You are likely familiar with situations in which everything seems to be flowing well, only for everything to come to a sudden stop.

Example 1: you and some other people sit together, have a great conversation until a certain person joins you. Suddenly the mood changes, natural laughter turns into forced smiles. No one seems to be able to break up the blockade.
Example 2: you can almost entirely predict how this meeting is going to go. Every time a certain topic is addressed, two extreme opinions clash. Two powerful people fight about who’s right and – even more to the point – who’s the number one. Reasonable developments are blocked relentlessly.
Example 3: a management meeting is going well, new ideas are born and then, you want to define who will assume which tasks. Suddenly, an awkward silence falls over the meeting. In the end, you exchange arguments for why who should do what. Finally a range of false agreements are made. For example, Ralph Smith is assuming a task despite everyone knowing that nothing will actually happen. A classic blockade for change is to pretend that something will happen.

As a change manager, try to step into the shoes of a chiropractor or osteopath. Try to eradicate blockades before tackling a problem with too much energy. This requires you to recognize the most important blockades – every organization has some. Sometimes, you will need to employ a firm grip, sometimes, a smile will suffice, but you will always need bravery and the spirit to intervene.

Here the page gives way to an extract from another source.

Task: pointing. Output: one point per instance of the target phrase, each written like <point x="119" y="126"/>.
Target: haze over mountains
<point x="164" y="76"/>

  1. Address ‘hot’ topics instead of – as usual – ignoring them. Humor can help.
  2. There is an easy method to address taboos. Everyone writes the taboo topics that work like blockades but that have not yet been addressed on a card. The moderator copies them all to make sure they can’t be traced to the respective author. After that the cards are being passed around and read by everyone. No one is allowed to comment on them in this stage. The instruction not to talk about them paradoxically motivates the participants to deal with those taboos.
  3. In case the situation is extremely difficult and completely entangled: use alternative methods such as a company theater or an organizational constellation.